Regulatory Impact Brief: Impact of President Trump's DEI Order on FDA Submissions and Rules
The recent federal mandate limiting Diversity, Equity, and Inclusion (DEI) initiatives is expected to affect FDA medical device regulations, particularly in clinical trial requirements and demographic considerations. Additionally, any unfinalized rule changes are currently paused, with uncertainty about their return.

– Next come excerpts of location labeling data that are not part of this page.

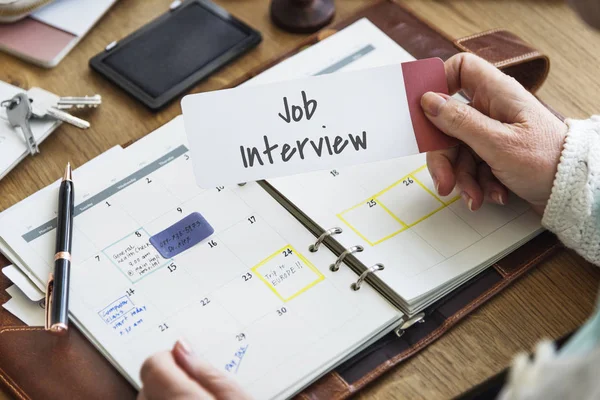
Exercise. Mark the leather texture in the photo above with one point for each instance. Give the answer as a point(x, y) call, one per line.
point(34, 364)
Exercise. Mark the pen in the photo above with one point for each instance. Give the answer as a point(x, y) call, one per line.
point(57, 293)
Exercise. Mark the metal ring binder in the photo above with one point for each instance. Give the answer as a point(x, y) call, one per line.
point(313, 248)
point(354, 249)
point(371, 270)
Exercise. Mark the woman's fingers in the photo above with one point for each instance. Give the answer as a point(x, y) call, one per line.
point(465, 171)
point(457, 119)
point(162, 379)
point(493, 190)
point(441, 168)
point(222, 386)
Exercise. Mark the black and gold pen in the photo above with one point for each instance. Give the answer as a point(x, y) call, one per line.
point(57, 292)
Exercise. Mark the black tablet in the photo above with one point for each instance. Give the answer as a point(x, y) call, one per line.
point(166, 57)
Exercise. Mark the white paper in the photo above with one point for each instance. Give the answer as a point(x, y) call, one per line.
point(256, 132)
point(23, 282)
point(30, 312)
point(73, 16)
point(223, 295)
point(429, 244)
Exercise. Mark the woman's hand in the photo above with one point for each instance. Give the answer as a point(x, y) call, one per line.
point(509, 139)
point(179, 374)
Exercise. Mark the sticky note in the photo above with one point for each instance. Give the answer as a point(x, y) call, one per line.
point(182, 235)
point(322, 122)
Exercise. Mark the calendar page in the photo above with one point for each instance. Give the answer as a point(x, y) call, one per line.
point(428, 244)
point(250, 298)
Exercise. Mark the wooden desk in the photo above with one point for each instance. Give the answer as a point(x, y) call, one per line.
point(549, 302)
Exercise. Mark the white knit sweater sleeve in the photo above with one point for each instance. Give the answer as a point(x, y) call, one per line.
point(573, 210)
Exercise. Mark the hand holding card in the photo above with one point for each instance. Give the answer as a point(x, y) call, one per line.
point(259, 132)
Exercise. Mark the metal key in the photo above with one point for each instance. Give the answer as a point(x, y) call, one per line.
point(68, 102)
point(44, 104)
point(18, 111)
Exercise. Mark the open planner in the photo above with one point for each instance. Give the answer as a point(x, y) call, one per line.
point(260, 298)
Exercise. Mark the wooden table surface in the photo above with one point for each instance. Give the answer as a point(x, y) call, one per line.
point(549, 302)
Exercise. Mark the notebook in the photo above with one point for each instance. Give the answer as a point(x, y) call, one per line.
point(47, 35)
point(252, 298)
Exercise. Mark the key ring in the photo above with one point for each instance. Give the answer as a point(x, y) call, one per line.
point(10, 103)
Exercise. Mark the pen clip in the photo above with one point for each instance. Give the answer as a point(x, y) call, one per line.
point(49, 289)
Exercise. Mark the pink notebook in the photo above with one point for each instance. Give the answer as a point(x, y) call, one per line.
point(47, 36)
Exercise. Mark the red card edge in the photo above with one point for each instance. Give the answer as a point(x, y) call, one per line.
point(420, 77)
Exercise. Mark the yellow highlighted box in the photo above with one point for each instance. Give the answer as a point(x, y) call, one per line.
point(287, 273)
point(406, 180)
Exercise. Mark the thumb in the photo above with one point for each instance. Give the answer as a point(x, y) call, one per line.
point(464, 122)
point(218, 383)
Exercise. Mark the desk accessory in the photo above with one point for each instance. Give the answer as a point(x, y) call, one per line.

Key FDA Guidances and CDRH Initiatives Impacted
The following guidance documents and initiatives have been removed from the FDA website:
FDA Guidance – Diversity Action Plans to Improve Enrollment of Participants from Underrepresented Populations in Clinical Studies
FDA Guidance – Evaluation of Sex-Specific and Gender-Specific Data in Medical Device Clinical Studies
CDRH – Office of Equity and Innovative Development (previously responsible for advancing health equity, patient engagement, and innovation initiatives)
FDA Guidance – Evaluation and Reporting of Age, Race, and Ethnicity-Specific Data in Medical Device Clinical Studies
(Note: The finalized version of this guidance remains active, but FDA’s interpretation of study data may shift.)
It remains unclear whether these changes are permanent or temporary.
What This Means for You
Diversity Action Plans will likely no longer be required for marketing applications
Less emphasis on demographic diversity in trials, potentially affecting trial design and FDA review
Reduced funding and focus on equity programs for underserved populations
Organizations should monitor regulatory updates and prepare for possible shifts in FDA expectations regarding clinical study design and data interpretation.